Several initiatives were held across the country as Portugal celebrated becoming the first sovereign nation in Europe to cease capital punishment and also one of the first in the world to do so.
The death penalty had its first reform in Portugal in 1852 when it was abolished for political crimes. This was followed in 1867 when civil crimes were no longer subject to capital punishment.
Portugal has long been a front runner in its calls for the abolition of the death penalty.
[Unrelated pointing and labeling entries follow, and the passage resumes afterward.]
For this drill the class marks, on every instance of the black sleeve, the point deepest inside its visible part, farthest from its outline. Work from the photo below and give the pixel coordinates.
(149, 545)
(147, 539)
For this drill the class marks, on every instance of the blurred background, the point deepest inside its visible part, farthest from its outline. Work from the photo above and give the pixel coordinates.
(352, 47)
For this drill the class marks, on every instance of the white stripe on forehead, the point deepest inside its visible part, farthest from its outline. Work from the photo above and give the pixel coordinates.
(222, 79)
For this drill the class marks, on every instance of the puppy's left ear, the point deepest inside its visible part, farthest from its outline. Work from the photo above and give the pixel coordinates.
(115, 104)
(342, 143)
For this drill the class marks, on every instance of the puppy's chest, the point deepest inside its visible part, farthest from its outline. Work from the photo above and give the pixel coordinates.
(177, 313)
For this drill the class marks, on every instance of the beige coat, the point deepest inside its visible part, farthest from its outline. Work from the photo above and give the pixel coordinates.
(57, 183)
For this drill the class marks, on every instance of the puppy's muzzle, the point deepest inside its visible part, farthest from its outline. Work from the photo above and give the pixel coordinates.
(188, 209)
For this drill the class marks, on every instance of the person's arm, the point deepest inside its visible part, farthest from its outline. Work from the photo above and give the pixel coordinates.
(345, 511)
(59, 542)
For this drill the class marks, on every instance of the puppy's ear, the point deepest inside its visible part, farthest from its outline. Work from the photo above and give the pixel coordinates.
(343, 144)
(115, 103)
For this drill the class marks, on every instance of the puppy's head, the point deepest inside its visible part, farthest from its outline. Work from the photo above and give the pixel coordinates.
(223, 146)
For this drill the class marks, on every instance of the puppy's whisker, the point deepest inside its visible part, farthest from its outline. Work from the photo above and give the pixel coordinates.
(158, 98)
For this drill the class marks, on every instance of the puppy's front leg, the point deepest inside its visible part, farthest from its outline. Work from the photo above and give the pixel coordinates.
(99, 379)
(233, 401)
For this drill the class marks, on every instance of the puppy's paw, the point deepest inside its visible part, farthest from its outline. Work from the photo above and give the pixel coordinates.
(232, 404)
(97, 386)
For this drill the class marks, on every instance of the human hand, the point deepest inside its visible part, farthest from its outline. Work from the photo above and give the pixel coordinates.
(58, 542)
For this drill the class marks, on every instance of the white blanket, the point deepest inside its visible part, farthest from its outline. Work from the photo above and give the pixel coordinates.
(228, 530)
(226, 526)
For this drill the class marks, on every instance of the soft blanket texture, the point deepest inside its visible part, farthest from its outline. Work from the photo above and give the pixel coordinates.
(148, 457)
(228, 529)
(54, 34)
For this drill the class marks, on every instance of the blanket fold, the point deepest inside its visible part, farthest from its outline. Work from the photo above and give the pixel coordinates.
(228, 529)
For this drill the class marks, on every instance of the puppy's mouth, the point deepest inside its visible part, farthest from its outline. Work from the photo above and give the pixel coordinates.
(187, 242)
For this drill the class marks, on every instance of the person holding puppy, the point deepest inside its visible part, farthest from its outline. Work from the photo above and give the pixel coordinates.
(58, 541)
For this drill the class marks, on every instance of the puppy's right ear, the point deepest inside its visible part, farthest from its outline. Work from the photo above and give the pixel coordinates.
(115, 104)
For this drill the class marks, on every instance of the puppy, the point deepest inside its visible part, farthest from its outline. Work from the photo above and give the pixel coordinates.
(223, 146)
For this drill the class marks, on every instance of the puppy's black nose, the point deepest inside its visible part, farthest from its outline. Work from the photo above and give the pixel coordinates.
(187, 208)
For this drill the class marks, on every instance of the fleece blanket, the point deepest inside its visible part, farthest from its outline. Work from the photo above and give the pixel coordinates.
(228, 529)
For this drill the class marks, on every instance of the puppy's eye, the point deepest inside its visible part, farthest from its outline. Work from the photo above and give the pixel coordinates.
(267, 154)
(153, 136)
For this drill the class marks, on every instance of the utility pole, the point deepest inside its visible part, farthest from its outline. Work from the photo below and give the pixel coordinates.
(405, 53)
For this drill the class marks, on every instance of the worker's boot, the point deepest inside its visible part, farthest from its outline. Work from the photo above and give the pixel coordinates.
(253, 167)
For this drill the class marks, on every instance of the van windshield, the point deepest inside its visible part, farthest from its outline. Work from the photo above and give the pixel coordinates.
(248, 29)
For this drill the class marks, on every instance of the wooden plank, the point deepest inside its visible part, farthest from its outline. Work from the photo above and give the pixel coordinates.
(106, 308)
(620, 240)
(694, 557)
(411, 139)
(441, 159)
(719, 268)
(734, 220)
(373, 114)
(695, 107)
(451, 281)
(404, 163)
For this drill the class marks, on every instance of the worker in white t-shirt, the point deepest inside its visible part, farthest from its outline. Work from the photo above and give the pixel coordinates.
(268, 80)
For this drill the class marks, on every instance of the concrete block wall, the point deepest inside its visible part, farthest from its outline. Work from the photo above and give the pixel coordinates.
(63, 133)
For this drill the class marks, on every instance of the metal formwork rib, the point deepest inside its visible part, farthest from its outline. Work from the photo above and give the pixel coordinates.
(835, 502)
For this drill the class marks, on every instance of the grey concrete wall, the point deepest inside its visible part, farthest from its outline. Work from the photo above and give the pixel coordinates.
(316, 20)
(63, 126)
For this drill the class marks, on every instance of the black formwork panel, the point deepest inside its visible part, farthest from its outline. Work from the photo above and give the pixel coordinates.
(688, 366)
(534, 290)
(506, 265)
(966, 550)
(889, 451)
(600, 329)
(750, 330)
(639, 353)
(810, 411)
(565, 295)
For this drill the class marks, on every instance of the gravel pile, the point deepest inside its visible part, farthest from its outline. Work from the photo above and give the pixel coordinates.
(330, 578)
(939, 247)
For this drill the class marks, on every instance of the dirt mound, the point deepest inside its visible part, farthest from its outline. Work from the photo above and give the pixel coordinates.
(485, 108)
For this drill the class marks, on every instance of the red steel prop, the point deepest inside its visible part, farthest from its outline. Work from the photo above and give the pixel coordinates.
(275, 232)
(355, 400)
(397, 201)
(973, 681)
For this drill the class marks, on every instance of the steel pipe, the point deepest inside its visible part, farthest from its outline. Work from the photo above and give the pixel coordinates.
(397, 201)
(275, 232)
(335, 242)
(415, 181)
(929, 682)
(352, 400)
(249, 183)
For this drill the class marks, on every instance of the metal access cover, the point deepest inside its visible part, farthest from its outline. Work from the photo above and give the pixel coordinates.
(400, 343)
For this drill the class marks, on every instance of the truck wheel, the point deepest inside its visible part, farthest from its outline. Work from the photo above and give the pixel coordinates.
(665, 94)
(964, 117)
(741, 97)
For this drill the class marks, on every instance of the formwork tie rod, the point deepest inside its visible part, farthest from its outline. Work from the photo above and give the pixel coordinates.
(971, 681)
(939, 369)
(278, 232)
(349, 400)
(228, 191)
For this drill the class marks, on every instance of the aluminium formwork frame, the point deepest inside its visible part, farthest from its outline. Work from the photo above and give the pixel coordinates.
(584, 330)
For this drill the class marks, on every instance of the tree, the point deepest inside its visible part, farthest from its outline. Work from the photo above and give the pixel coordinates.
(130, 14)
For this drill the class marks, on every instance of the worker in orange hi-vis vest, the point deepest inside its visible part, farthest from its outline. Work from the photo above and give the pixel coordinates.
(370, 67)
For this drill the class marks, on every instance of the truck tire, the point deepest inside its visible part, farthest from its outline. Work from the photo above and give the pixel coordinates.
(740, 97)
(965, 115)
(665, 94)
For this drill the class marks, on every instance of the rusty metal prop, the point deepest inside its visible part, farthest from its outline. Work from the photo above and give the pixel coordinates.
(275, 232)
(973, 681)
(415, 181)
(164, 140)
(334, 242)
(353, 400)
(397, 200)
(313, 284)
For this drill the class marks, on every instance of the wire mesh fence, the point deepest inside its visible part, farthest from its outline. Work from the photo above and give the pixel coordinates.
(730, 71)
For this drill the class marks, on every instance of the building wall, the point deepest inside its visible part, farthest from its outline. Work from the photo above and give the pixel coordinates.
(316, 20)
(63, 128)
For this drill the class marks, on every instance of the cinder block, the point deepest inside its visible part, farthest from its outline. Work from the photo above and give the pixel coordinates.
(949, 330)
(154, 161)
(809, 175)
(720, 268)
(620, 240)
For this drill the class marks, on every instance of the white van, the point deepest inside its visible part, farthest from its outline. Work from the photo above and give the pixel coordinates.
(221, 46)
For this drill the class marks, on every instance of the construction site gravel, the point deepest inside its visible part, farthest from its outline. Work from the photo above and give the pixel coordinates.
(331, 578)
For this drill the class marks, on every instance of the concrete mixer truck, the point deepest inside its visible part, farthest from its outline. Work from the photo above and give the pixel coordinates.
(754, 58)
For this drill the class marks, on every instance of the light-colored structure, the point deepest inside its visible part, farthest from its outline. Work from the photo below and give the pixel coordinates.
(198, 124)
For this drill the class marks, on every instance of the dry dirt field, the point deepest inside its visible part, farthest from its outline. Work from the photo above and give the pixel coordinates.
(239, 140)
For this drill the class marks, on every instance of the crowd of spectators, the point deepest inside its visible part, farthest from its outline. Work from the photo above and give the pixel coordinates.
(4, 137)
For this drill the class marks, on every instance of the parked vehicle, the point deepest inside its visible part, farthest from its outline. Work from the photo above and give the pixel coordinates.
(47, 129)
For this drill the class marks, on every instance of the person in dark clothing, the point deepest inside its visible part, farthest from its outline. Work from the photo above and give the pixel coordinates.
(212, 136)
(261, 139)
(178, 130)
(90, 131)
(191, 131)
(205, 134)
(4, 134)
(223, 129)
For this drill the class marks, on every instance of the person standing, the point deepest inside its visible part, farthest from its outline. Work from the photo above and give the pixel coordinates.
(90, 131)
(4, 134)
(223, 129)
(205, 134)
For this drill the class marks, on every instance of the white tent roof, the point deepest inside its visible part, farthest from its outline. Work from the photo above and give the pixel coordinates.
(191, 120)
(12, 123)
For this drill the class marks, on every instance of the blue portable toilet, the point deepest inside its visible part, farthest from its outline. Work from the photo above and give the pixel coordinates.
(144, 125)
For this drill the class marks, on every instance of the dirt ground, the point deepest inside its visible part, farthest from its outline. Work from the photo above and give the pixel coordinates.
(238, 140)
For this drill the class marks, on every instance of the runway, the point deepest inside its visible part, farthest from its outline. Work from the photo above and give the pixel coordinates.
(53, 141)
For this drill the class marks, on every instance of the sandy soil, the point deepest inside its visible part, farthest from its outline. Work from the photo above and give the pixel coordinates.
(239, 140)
Earlier this year, it used an opportunity to address the United Nations to call on countries that still have the death penalty to implement a ‘de facto’ moratorium as a first step towards “total abolition” of the death penalty.
According to the Portuguese Foreign Minister, Augusto Santos Silva, Portugal rejects all the reasons and arguments that attempt to justify the application of the death penalty.
He added that the country calls on all countries that still execute its citizens to establish a moratorium as a first step towards a world without the death penalty.
He stressed the importance that Portugal gives to the “evolution of the death penalty” as the country was a front runner in abolishing it “precisely 150 years ago.”
According to Amnesty International, just over a thousand people were executed across the globe in 2016.
The organisation has been extremely vocal in supporting nations such as Portugal in its calls to eliminate the death penalty, arguing that since 1973, a total of 150 prisoners in the United States who were sent to death row were later exonerated.